SLOVIANSK, Ukraine—The mood on the ground here was electric today. On Saturday, uniformed, armed men stormed and occupied the city’s central police station, demanding secession from Ukraine or at the least a referendum on joining the Russian Federation. Many of the people here, who are largely Russian-speaking, watched Russia’s annexation of Crimea in February with joy, and are determined to get their wish, even if it means violence. Meanwhile, the Kiev government accuses Russia of orchestrating the protests that have erupted across this region and says it will take action against the protestors.
I arrived in the city last night with another journalist and made my way directly to the occupied police station. After some initial resistance, we were let in. About 1,000 people were inside the barricades, standing in the streets chanting for Russia and a referendum while a speaker shouted slogans and raised his fist in the air. The crowd of mostly middle-aged couples and single men cheered wildly. A woman insisted on showing us a plate commemorating Soviet World War II heroes that had been given to her grandfather.
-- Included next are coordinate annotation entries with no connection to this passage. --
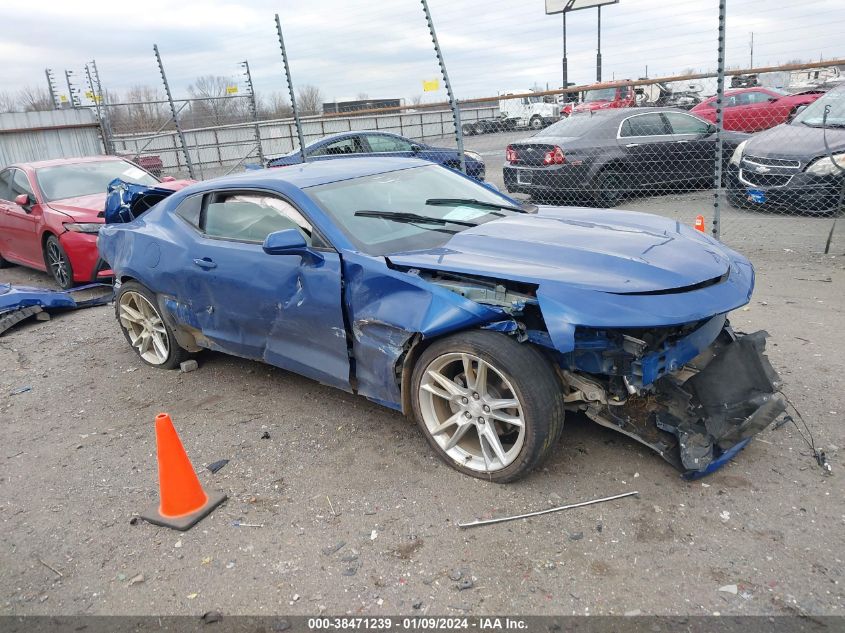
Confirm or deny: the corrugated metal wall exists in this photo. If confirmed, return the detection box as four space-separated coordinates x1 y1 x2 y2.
0 110 103 167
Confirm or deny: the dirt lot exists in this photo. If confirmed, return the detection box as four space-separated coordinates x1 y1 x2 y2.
0 204 845 615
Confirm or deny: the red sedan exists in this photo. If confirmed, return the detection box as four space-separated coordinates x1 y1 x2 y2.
0 156 190 288
691 88 824 132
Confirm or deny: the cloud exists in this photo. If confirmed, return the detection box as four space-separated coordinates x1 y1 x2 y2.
0 0 845 100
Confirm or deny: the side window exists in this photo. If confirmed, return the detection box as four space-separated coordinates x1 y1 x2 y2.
201 193 312 244
619 114 669 136
664 112 710 134
309 136 364 156
12 169 35 197
0 169 15 200
175 194 202 229
367 134 411 152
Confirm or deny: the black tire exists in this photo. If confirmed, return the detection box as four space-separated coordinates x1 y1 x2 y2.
593 168 628 209
44 235 76 290
411 330 564 483
114 281 191 369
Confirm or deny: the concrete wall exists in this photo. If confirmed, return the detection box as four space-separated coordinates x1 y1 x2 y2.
0 110 103 166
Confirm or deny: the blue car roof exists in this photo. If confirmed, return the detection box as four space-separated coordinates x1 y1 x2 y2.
201 156 432 189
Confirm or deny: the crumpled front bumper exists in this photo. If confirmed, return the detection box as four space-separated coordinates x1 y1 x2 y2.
585 326 786 479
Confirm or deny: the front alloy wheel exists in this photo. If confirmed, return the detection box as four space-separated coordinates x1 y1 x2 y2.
44 235 73 290
411 330 563 483
419 353 525 472
115 281 189 369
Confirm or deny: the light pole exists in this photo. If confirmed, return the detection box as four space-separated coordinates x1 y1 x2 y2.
546 0 619 88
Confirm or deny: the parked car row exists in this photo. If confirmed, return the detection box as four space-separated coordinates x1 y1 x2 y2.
503 86 845 214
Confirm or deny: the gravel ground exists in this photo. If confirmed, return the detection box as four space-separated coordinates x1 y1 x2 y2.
0 193 845 615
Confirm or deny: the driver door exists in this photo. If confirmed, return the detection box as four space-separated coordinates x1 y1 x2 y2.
0 167 44 268
176 191 350 389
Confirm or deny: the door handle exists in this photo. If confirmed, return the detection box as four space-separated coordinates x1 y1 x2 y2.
194 257 217 270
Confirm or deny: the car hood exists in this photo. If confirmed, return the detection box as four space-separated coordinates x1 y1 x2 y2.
744 123 845 162
388 207 731 294
48 191 106 222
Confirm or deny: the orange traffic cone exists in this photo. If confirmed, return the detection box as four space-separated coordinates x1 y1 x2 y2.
141 413 226 531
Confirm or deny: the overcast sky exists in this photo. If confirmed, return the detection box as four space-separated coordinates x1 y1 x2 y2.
0 0 845 101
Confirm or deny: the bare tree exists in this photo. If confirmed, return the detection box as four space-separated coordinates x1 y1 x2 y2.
18 86 56 112
296 84 323 114
188 75 249 125
0 92 19 112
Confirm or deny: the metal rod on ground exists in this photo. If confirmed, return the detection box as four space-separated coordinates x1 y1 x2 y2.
276 13 307 163
153 44 196 178
712 0 728 240
420 0 467 173
458 490 640 529
243 60 264 167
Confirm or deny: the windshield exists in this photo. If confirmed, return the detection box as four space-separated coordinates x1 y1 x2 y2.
35 160 158 202
304 165 519 256
538 112 602 138
792 88 845 127
584 88 616 103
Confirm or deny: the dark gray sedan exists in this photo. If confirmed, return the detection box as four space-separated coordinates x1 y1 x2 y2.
504 108 749 207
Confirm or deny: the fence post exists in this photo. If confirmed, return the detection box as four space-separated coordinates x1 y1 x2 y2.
276 13 307 163
153 44 196 178
420 0 467 173
242 60 265 167
712 0 727 240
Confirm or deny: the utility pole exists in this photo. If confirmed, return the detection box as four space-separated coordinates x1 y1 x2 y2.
276 13 308 163
420 0 467 173
65 70 79 108
241 60 264 167
596 5 601 83
153 44 196 178
748 31 754 68
561 11 569 90
44 68 61 110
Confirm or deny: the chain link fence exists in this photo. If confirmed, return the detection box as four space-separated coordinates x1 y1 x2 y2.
36 0 845 251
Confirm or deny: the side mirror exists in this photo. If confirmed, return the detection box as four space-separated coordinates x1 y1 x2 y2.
15 193 33 213
261 229 324 264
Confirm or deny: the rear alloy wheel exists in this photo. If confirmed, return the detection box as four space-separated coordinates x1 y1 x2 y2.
115 281 189 369
595 170 626 209
412 331 563 483
44 235 73 290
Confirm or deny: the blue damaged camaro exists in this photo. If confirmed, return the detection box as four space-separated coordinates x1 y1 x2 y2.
99 158 784 482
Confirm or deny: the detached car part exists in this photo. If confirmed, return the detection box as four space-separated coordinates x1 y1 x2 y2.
0 284 114 335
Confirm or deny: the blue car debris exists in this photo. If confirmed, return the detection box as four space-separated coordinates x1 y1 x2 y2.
267 131 485 180
99 158 785 482
0 284 114 335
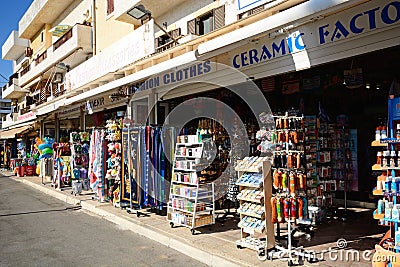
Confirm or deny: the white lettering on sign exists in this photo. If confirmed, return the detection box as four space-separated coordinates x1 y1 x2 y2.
231 0 400 69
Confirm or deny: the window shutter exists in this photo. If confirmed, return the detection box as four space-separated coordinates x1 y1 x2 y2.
214 5 225 30
188 19 196 34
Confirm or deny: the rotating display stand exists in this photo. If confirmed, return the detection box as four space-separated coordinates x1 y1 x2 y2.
253 113 314 266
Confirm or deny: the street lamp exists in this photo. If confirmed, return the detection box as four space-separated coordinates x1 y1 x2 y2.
128 5 179 44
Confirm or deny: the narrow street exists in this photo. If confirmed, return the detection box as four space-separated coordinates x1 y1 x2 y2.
0 177 204 267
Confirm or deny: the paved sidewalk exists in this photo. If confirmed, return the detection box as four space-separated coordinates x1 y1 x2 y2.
2 171 386 267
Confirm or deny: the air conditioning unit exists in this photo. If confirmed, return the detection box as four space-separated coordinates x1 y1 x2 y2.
54 72 63 83
25 95 33 106
25 47 33 57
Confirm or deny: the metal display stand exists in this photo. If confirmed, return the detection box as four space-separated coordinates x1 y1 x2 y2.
167 138 215 234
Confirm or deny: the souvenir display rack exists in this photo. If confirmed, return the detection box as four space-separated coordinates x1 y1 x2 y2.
105 120 122 203
235 157 275 255
371 97 400 266
119 126 175 216
70 132 90 195
52 142 71 190
167 135 215 234
257 110 315 266
88 128 106 202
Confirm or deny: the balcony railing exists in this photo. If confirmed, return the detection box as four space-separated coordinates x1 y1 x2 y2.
19 24 93 87
53 28 72 51
35 50 47 65
19 65 31 77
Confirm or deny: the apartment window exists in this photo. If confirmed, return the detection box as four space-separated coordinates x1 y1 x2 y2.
156 28 181 52
187 6 225 35
238 5 264 19
107 0 114 16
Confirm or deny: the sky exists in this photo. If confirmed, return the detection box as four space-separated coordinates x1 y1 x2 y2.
0 0 33 87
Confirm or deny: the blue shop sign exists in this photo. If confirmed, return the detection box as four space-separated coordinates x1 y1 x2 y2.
138 60 211 91
232 1 400 69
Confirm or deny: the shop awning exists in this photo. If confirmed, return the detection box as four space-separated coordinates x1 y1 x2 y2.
0 125 31 139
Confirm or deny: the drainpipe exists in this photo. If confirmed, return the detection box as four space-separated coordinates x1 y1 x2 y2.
92 0 96 56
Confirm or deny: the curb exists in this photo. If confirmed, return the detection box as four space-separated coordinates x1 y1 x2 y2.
8 176 248 267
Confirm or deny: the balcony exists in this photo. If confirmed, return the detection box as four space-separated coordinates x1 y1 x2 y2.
2 78 29 99
1 31 29 60
19 24 93 87
18 0 75 39
114 0 185 25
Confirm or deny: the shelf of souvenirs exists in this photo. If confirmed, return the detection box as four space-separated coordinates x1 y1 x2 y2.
371 140 388 146
372 164 400 171
236 172 263 188
236 236 266 251
238 216 265 235
235 156 269 172
237 189 264 204
237 202 265 220
168 203 213 215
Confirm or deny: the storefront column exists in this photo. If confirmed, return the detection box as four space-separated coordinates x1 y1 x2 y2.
79 107 86 131
55 113 60 142
39 120 44 140
154 93 160 124
147 89 157 124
That the conflict is spreading to small, unimportant towns like Sloviansk is indicative that pro-Russia activism has taken root in the heartlands of the region.
But the police station itself it was a different story. Men and youths wearing surgical masks or balaclavas guarded the building and patrolled its immediate vicinity. They were separated from the crowds on the other side of a makeshift barrier of tires and sandbags that had been erected at the top end of the street.
These people were entirely different to those I had met in Donetsk and Luhansk, the other Ukranian cities that have recently become sites of pro-Russian violence. The armed men that form the “self-defense” units here are not just militia carrying bats; they are undoubtedly professionally trained, and though they wear no military insignias, they are clearly soldiers. They carry automatic weapons and wear full army fatigues. They are professional, organized, and ready to fight.
This morning, I tried to get inside the occupied police station. Rain had fallen heavily overnight and the streets were caked in sludge. The mounds of tires and sandbags and barbed wire that form the barricades now dotting the city center had a sodden, depressed look. But the people remained as defiant and angry as ever.
This time access was denied. People glared as I tried to take photos while masked men, again in full military uniform carrying automatic weapons, ran to and fro. One of them came over to and told us I to stop taking pictures: “Leave now, please!” he bellowed. “Go!” A few members of the crown joined him, telling us we weren’t welcome here.
Earlier Sunday, Ukraine’s Interior Minister, Arsen Avakov, declared that government special forces had been dispatched to the city to clear the building, but the protestors were adamant that they weren’t going anywhere. A mix of young and old began to form a human chain across the barricades. There was the usual talk of the “criminal Junta” in Kiev and the glory of Russia, but mostly there was talk of resistance.
The Ukrainian Hyvrna has been in freefall over the last few weeks, and the currency of choice on the streets of Sloviansk is rumor. Some said the Special Forces were already here, others said Kiev wouldn’t dare come. The overriding feeling was of confused action: people ran up and down the streets shouting to each other to get ready; barricades around the city were fortified even more.
We are now in a new, and dangerous, phase in this crisis. The previous trouble spots of Luhansk and Donetesk are major cities in Eastern Ukraine, with more organized pro-Russia factions. That the conflict is spreading to small, unimportant towns like Sloviansk is indicative that pro-Russia activism has taken root in the heartlands of the region.
The war of words between Kiev and Moscow Russian is also intensifying. “The Ukrainian authorities consider the events of the day as a display of external aggression from Russia,” Interior Minister Arsen Avakov said in a statement this morning. Russian foreign minister Sergei Lavrov hit back almost immediately, claiming the Kiev government was “demonstrating its inability to take responsibility for the fate of the country.” The people here claim they will fight, but urge Russia to come to their aid if they are attacked by the hated Kiev government.
Ukraine’s president, Oleksandr Turchynov, said he will launch a full-scale military operation in the East and vowed there would be no repetition of Russia’s annexation of Crimea. As of Sunday night, Ukraine had indeed sent security forces to confront the pro-Russian militants, though Western media reports suggested the operation had had little effect in taking back Sloviansk.
This afternoon I heard machine gun fire on Sloviansk’s streets as reports came of the first casualties. Many here believe the war has already started and that much, much worse is to come.